Fourth, if the claimant's impairment is severe, but it does not meet or equal one of the presumptively disabling impairments, then the Commissioner will assess the claimant's RFC to determine the claimant's "ability to meet the physical, mental, sensory, and other requirements" of the claimant's past relevant work. 20 C.F.R. §§ 404.1520(a)(4)(iv), 404.1545(a)(4), 416.920(a)(4)(iv), 416.945(a)(4). RFC is a measurement of the most a claimant can do despite his or her limitations. Hines v. Barnhart, 453 F.3d 559, 562 (4th Cir. 2006); see 20 C.F.R. §§ 404.1545(a)(1), 416.945(a)(1). The claimant is responsible for providing evidence the Commissioner will use to make a finding as to the claimant's RFC, but the Commissioner is responsible for developing the claimant's "complete medical history, including arranging for a consultative examination(s) if necessary, and making every reasonable effort to help [the claimant] get medical reports from [the claimant's] own medical sources." 20 C.F.R. §§ 404.1545(a)(3), 416.945(a)(3). The Commissioner also will consider certain non-medical evidence and other evidence listed in the regulations. See id. If a claimant retains the RFC to perform past relevant work, then the claimant is not disabled. Id. §§ 404.1520(a)(4)(iv), 416.920(a)(4)(iv).

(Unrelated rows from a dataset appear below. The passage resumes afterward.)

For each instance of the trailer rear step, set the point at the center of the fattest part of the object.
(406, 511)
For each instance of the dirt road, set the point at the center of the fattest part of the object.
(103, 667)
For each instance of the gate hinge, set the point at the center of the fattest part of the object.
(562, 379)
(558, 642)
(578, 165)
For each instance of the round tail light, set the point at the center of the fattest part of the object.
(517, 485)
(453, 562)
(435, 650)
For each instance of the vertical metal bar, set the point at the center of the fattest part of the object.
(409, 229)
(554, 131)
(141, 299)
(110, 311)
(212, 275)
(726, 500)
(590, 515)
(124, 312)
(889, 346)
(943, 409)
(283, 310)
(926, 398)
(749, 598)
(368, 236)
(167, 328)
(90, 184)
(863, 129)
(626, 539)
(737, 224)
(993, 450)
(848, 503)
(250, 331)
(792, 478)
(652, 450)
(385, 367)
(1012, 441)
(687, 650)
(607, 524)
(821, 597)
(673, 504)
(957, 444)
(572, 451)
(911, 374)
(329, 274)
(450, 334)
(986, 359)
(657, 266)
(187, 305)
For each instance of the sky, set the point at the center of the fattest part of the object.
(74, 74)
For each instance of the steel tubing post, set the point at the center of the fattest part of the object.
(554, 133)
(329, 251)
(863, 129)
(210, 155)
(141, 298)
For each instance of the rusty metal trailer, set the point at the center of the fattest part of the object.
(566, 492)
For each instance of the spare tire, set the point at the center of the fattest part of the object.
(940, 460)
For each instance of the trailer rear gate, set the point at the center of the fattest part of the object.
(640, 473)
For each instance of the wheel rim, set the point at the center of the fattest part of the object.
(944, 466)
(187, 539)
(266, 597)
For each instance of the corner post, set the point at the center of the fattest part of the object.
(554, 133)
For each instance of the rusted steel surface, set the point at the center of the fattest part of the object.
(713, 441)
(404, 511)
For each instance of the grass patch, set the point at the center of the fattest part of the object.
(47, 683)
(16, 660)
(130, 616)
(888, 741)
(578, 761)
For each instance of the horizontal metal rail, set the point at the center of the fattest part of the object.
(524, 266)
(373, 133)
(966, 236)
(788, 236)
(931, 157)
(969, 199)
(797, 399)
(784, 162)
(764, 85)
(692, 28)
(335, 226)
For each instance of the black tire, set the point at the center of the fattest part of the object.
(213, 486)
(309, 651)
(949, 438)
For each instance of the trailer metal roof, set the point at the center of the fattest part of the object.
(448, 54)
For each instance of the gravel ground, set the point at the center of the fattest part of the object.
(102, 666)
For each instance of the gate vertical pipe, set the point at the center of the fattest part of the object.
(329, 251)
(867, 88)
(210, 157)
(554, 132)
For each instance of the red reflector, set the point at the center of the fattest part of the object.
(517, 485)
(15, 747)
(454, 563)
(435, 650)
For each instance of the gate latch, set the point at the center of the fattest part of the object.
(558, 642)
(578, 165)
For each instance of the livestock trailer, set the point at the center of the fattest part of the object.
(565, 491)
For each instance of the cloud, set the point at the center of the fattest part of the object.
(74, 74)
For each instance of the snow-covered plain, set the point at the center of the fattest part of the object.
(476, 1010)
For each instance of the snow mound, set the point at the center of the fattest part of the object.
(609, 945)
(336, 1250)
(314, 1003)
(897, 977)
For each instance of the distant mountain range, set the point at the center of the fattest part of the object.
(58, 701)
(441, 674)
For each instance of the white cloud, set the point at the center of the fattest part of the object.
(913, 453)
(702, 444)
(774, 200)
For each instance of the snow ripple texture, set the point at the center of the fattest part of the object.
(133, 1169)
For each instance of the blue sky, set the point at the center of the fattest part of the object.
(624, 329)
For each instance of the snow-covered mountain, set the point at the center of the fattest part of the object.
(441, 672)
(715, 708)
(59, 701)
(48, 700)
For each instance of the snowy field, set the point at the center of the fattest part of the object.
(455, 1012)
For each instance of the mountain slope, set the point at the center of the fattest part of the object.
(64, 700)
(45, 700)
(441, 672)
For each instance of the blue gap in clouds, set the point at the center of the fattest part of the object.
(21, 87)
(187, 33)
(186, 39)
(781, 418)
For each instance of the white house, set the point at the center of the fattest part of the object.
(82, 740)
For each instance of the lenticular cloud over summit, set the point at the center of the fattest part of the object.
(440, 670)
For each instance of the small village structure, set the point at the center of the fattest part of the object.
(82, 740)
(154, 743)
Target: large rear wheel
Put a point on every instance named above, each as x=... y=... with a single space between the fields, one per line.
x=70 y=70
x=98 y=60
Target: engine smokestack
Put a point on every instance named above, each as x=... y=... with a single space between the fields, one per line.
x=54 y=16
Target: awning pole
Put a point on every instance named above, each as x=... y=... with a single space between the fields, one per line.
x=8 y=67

Fifth, if the claimant's RFC as determined in step four will not allow the claimant to perform past relevant work, then the burden shifts to the Commissioner to prove that there is other work that the claimant can do, given the claimant's RFC as determined at step four, age, education, and work experience. See Hancock v. Astrue, 667 F.3d 470, 472-73 (4th Cir. 2012). The Commissioner must prove not only that the claimant's RFC will allow the claimant to make an adjustment to other work, but also that the other work exists in significant numbers in the national economy. See Walls, 296 F.3d at 290; 20 C.F.R. §§ 404.1520(a)(4)(v), 416.920(a)(4)(v). If the claimant can make an adjustment to other work that exists in significant numbers in the national economy, then the Commissioner will find that the claimant is not disabled. If the claimant cannot make an adjustment to other work, then the Commissioner will find that the claimant is disabled. 20 C.F.R. §§ 404.1520(a)(4)(v), 416.920(a)(4)(v).

III

Substantial Evidence Standard

The Court reviews an ALJ's decision to determine whether the ALJ applied the correct legal standards and whether the factual findings are supported by substantial evidence. See Craig v. Chater, 76 F.3d 585, 589 (4th Cir. 1996). In other words, the issue before the Court "is not whether [Plaintiff] is disabled, but whether the ALJ's finding that [Plaintiff] is not disabled is supported by substantial evidence and was reached based upon a correct application of the relevant law." Id. The Court's review is deferential, as "[t]he findings of the Commissioner of Social Security as to any fact, if supported by substantial evidence, shall be conclusive." 42 U.S.C. § 405(g). Under this standard, substantial evidence is less than a preponderance but is enough that a reasonable mind would find it adequate to support the Commissioner's conclusion. See Hancock, 667 F.3d at 472; see also Richardson v. Perales, 402 U.S. 389, 401, 91 S. Ct. 1420, 1427 (1971).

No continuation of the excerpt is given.